This is a small project to protect people from accessing HTTP, and thus insecure or leaking privacy details, resources. It consists of
- a PAC file instructing the browser to redirect all HTTP requests to the configured proxy server and
- a Proxy server blocking access to anything hitting it, including HTTP requests and suggesting to the user to try HTTPS versions of the relevant resources.
Browsers must be configured with Automatic Proxy option with the link to the PAC file, more details below.
Build it from inside the simple-webserver folder
mvn clean verify
target/ folder will be created with simple-webserver-1.0.0-SNAPSHOT-dist.tar.gz file in it. Unpack it
tar -xvzf simple-webserver-1.0.0-SNAPSHOT-dist.tar.gz
then
cd simple-server/
and finally (this script was tested with Linux and Mac OS only)
./run.sh
If you see this
cat logs/simple-webserver.log
INFO [2019-03-08 12:17:43,050] com.rtybase.simpleserver.SimpleServer: Started file server on port '8181' with root folder 'etc/'.
INFO [2019-03-08 12:17:43,053] com.rtybase.simpleserver.SimpleServer: Started proxy server on port '3000' with redirect URL folder 'http://127.0.0.1:8181/files/splash.html'.
and nohup.out is empty, then it's happily running.

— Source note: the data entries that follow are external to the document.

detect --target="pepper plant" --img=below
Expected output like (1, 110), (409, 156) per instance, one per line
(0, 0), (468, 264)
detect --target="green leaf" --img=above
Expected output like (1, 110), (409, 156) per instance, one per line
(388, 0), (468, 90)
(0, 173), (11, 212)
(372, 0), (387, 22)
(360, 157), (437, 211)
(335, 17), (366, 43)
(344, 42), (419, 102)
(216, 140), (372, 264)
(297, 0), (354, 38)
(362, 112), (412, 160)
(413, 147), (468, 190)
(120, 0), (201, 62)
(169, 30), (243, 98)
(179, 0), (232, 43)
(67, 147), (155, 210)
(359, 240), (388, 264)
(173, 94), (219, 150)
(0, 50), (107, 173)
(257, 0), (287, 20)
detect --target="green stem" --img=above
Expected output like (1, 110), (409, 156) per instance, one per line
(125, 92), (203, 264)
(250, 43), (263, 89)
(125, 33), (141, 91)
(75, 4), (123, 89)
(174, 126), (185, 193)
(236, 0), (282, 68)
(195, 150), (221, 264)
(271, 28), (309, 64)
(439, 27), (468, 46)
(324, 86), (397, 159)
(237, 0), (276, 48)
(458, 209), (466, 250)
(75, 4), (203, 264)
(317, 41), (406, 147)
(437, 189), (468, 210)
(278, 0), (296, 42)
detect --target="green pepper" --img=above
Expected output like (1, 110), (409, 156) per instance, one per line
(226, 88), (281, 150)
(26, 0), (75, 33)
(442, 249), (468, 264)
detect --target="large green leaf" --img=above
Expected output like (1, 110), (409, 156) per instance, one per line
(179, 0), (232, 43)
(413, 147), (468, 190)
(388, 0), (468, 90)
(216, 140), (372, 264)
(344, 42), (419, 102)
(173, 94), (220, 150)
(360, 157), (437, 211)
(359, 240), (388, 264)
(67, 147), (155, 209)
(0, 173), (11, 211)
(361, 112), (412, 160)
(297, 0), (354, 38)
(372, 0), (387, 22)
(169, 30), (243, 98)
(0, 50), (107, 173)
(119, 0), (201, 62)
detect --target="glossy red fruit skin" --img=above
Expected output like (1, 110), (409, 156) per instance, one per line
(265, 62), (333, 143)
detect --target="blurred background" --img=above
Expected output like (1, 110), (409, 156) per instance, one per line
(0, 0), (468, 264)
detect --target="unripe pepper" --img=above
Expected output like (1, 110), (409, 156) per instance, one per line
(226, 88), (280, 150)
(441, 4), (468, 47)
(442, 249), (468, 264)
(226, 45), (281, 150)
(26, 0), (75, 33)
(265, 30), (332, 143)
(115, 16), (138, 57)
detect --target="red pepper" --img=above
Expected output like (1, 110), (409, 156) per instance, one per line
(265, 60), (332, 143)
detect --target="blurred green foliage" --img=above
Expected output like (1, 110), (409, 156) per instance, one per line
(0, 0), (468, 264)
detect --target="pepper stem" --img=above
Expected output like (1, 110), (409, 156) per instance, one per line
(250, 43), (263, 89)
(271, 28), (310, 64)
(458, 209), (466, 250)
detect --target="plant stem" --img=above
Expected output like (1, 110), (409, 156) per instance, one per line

Modify app.config file, if needed
# this is the port for file sharing service, e.g. to get PAC file and splash HTML page
file-port=8181
# this is the port for the proxy, it always 303 to the splash page
proxy-port=3000
# local path to the "/files" folder with the content of the PAC file and splash scree
files-folder=etc/
# tells proxy where to redirect (303) the requests, in this case to the splash page
# hosted by the file sharing service
redirect-page=http://127.0.0.1:8181/files/splash.html
# for more details see https://www.javaworld.com/article/2074601/undocumented-oracle-jvm-httpserver-properties.html
# 1 second, time measurement interval
sun.net.httpserver.clockTick=1000
# 5 seconds, read timeout
sun.net.httpserver.maxReqTime=5
# 10 seconds, write timeout
sun.net.httpserver.maxRspTime=10
sun.net.httpserver.maxIdleConnections=50
Two files come with the package
ls -a etc/files/
. .. proxy.pac splash.html
Both can be amended without restarting the service. Check the content with
curl -vvv -X GET "http://127.0.0.1:8181/files/proxy.pac"
curl -vvv -X GET "http://127.0.0.1:8181/files/splash.html"
Check proxy in action with
curl -vvv --proxy 127.0.0.1:3000 -X GET "http://www.ggg.com/something.html"
it should return a 303 to the block page
HTTP/1.1 303 See Other
Connection: close
Date: Fri, 15 Mar 2019 12:52:41 GMT
Content-type: text/html
Proxy-connection: close
Content-length: 204
Location: http://127.0.0.1:8181/files/splash.html?url=aHR0cDovL3d3dy5nZ2cuY29tL3NvbWV0aGluZy5odG1s
Redirect to: <a href='http://127.0.0.1:8181/files/splash.html?url=aHR0cDovL3d3dy5nZ2cuY29tL3NvbWV0aGluZy5odG1s'>http://127.0.0.1:8181/files/splash.html?url=aHR0cDovL3d3dy5nZ2cuY29tL3NvbWV0aGluZy5odG1s</a>
With the PAC file, make sure you exclude the service from being proxied!!! Otherwise your browser will be looping trying to access splash page from the service.
function FindProxyForURL(url, host) {
if (isPlainHostName(host) ||
shExpMatch(host, "*.local") ||
isInNet(dnsResolve(host), "10.0.0.0", "255.0.0.0") ||
isInNet(dnsResolve(host), "172.16.0.0", "255.240.0.0") ||
isInNet(dnsResolve(host), "192.168.0.0", "255.255.0.0") ||
isInNet(dnsResolve(host), "127.0.0.0", "255.255.255.0") ||
(host == "127.0.0.1")) // <<<--- THIS ONE !!!
return "DIRECT";
if (url.substring(0, 5) == "http:") {
return "PROXY 127.0.0.1:3000";
}
return "DIRECT";
}
NOTE: Yes, 127.0.0.1 is already excluded from being proxied, it's just a placeholder in case you plan to host this proxy elsewhere.
Configure your browser's PAC file path to point at http://127.0.0.1:8181/files/proxy.pac.
NOTE: Change 127.0.0.1 if you host this proxy elsewhere.